First, because we can compare Oil Cav with Oil Infantry: the 'cav' is a better unit with regard to mobility and combat factor for the same resource. Guess which one will not be built by anyone watching his Resource requirements?
Also, the requirement is a Fantasy element, and a completely unneccessary one: Taking World War Two and the immediate aftermath (1935 to 1955, roughly) as the relevant equivalent period to Tanks and Infantry, only the USA and Great Britain had completely motorized infantry forces: everybody else used horse-drawn transport for most of their infantry/rifle divisions (German, Italian and Japanese as well as Soviet armies) and even when infantry divisions were motorized, as in the German Army for a tiny fraction of all their infantry, those divisions required less than half the fuel that a panzer division did (in 1941, 220 cubic meters/fill versus 100 cubic meters). Infantry should be the Default unit, which it was in all 'modern' armies ever since before the Napoleonic Wars.

On the other hand, assuming that Contemporary Warfare is all about air power is exactly right, but only if increasing amounts of 'air power' - drones, cruise missiles, satellite comm and recon - are available directly to the ground units. Since Vietnam, the smallest infantry/armor unit could potentially communicate directly with other military assets half a world away, and today an infantry company (well below in-game unit sizes in the Atomic or Information Eras) can be supported by armed drones, aerial reconnaissance vehicles, and satellite communications and recon assets. That is the current and future military trend, not Giant Death Robots.
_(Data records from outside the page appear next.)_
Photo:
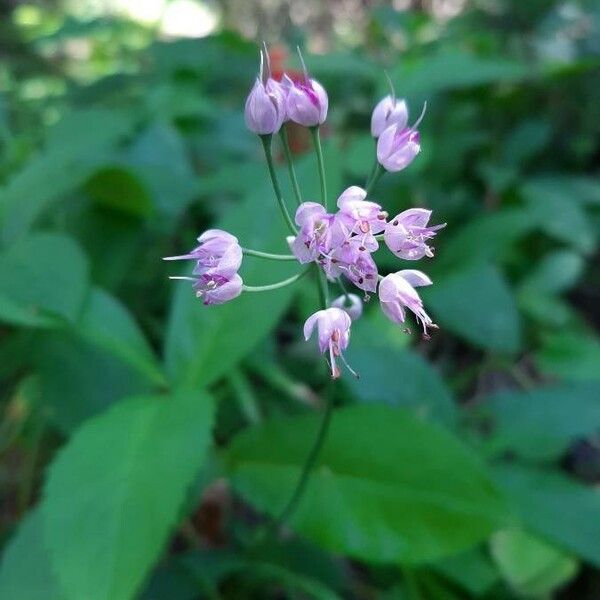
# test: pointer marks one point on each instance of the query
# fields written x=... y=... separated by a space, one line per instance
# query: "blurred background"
x=140 y=450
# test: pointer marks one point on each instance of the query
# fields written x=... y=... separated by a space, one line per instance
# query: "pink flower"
x=218 y=259
x=313 y=238
x=349 y=303
x=397 y=292
x=359 y=216
x=354 y=261
x=213 y=289
x=265 y=107
x=333 y=326
x=306 y=101
x=219 y=253
x=407 y=233
x=389 y=111
x=397 y=148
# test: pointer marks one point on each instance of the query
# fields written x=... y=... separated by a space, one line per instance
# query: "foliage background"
x=144 y=437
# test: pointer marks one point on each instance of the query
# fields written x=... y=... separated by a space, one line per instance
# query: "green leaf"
x=540 y=424
x=106 y=323
x=570 y=355
x=555 y=507
x=397 y=376
x=531 y=566
x=477 y=305
x=43 y=276
x=204 y=342
x=501 y=231
x=120 y=189
x=387 y=487
x=74 y=147
x=26 y=572
x=114 y=492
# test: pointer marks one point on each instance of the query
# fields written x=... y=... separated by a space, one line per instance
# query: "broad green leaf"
x=25 y=571
x=472 y=570
x=570 y=355
x=43 y=279
x=386 y=487
x=397 y=376
x=107 y=324
x=531 y=566
x=204 y=342
x=114 y=493
x=557 y=212
x=74 y=147
x=555 y=507
x=477 y=305
x=541 y=424
x=119 y=189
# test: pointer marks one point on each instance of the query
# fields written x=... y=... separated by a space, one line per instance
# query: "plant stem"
x=266 y=141
x=310 y=461
x=317 y=143
x=274 y=286
x=268 y=255
x=288 y=158
x=378 y=173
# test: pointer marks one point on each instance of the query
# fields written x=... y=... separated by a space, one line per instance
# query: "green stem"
x=378 y=173
x=322 y=287
x=290 y=162
x=266 y=141
x=268 y=255
x=317 y=143
x=310 y=461
x=274 y=286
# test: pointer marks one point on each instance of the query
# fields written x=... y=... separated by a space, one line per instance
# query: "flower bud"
x=265 y=107
x=389 y=111
x=397 y=148
x=306 y=101
x=350 y=303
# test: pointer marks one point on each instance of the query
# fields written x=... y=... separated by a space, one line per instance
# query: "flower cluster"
x=338 y=244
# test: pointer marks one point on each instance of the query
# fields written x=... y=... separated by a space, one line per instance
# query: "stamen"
x=391 y=87
x=418 y=121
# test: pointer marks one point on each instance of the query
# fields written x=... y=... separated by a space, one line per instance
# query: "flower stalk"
x=266 y=141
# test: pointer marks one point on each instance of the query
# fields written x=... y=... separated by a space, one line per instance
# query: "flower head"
x=389 y=111
x=306 y=99
x=218 y=259
x=313 y=238
x=265 y=106
x=397 y=292
x=333 y=325
x=350 y=303
x=359 y=216
x=406 y=235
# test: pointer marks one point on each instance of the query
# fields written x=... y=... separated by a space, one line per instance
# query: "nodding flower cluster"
x=337 y=245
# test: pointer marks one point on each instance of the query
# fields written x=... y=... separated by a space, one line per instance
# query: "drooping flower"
x=406 y=235
x=397 y=292
x=219 y=253
x=397 y=148
x=350 y=303
x=354 y=261
x=333 y=325
x=359 y=216
x=265 y=107
x=215 y=289
x=218 y=259
x=313 y=237
x=306 y=100
x=389 y=111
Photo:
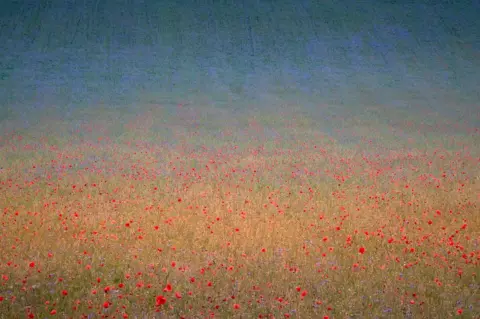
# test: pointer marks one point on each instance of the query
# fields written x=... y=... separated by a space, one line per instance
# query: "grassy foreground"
x=192 y=215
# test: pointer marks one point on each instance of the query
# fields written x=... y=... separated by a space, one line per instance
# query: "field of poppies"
x=195 y=212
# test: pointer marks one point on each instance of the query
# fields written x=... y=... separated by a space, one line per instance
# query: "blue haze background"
x=77 y=54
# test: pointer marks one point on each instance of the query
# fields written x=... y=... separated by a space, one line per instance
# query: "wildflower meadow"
x=189 y=211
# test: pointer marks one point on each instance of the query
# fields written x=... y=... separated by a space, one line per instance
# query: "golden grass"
x=98 y=224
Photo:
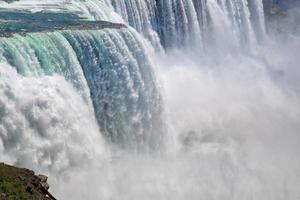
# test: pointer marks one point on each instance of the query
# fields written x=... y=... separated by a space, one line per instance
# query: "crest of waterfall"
x=174 y=23
x=110 y=66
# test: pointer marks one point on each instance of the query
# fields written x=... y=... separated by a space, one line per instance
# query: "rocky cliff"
x=22 y=184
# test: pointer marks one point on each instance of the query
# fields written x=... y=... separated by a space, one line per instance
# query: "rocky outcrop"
x=18 y=183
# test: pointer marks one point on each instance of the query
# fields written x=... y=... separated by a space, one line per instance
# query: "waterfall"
x=188 y=99
x=110 y=66
x=175 y=23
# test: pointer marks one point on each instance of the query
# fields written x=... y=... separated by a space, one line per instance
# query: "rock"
x=18 y=183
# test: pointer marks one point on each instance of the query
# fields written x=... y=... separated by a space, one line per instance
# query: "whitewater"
x=195 y=99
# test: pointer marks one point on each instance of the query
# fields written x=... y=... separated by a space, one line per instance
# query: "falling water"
x=193 y=100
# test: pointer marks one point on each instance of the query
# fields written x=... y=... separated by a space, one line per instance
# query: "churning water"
x=197 y=100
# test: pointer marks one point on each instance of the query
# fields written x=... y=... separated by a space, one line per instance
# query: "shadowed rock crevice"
x=18 y=183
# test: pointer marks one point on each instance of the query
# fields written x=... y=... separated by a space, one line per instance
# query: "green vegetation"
x=19 y=184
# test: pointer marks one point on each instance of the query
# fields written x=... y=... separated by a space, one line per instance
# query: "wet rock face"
x=18 y=183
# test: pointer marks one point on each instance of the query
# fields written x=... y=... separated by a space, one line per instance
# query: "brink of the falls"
x=152 y=99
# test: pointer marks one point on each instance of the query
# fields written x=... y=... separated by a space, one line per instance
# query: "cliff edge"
x=22 y=184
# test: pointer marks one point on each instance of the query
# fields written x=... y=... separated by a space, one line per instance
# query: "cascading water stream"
x=87 y=108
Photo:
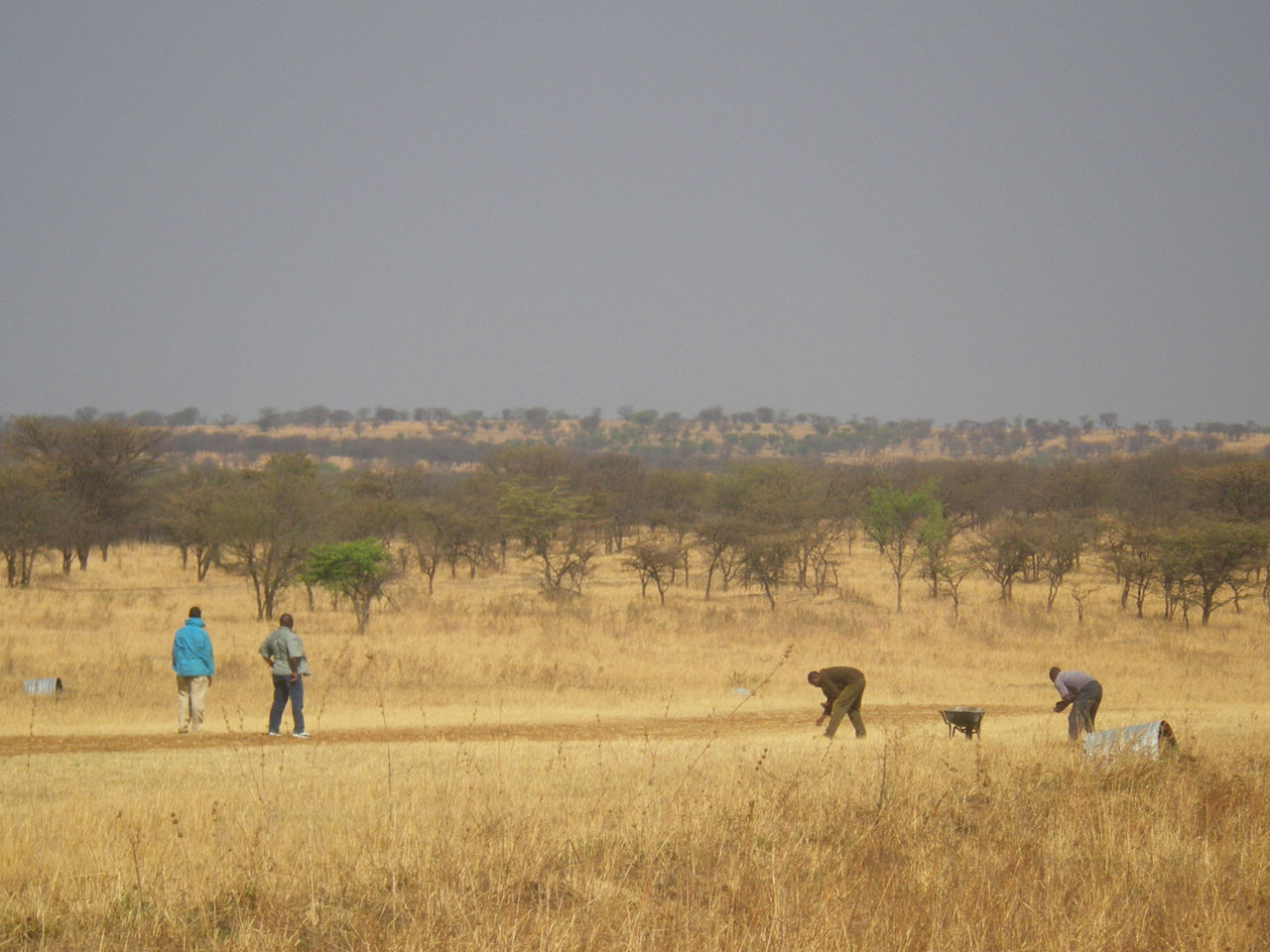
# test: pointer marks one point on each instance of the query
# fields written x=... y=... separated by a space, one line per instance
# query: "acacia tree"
x=554 y=525
x=30 y=512
x=187 y=516
x=356 y=570
x=1210 y=556
x=1003 y=551
x=268 y=520
x=654 y=562
x=898 y=522
x=99 y=466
Finally, 1UPT adds lots of fun tactical interactions that weren't available in the previous Civ Stacks of Doom, but are far, far better represented and modeled in Humankind's tactical battle layout. 1UPT results in battles that are ridiculously out of time and distance scale in the game: beating a single Barbarian Sparman can take 160 years in the Ancient Era, and a battle involving 5 - 8 units on a side can stretch from city to city, whereas all that on a well-designed Tactical Battlefield layout can be done in one turn, on one tile.
 
All melee line units require a resource after the warrior (iron for sword and man at arms, niter for musketeer and line infantry, oil for infantry and mech infantry). It seems to be a deliberate design choice - they heaviest infantry unit require a resource, where the anticav, ranged and scout line don't. Oil may not be ideal for infantry, but limiting the number of infantry you can have via resource seems to be deliberate design, so another resource would probably need found instead.

Arguably, the problem is that heavy cav, at least after the heavy chariot, should require two resources (horse/iron for knights, horse/niter for cuirassier, oil and...something (coal I think, to represent steel production) then oil/aluminium), not one, to make it even more prohibitive to maintain in large amounts, but I don't know if the game can handle that.
The problem isn't the resource requirement to build, it's the maintenance. No other melee unit requires strategic maintenance, and oil isn't particularly common. If it were just 1 oil to build, I'd be fine with it. The fact that I have to support infantry, cavalry, ships and power stations from oil which can only support three units per source...that's burdensome. I generally just skip that era and just wait for GDRs instead. Still has strategic maintenance, but one unit does everything and it only shares resources with power stations, if I build them.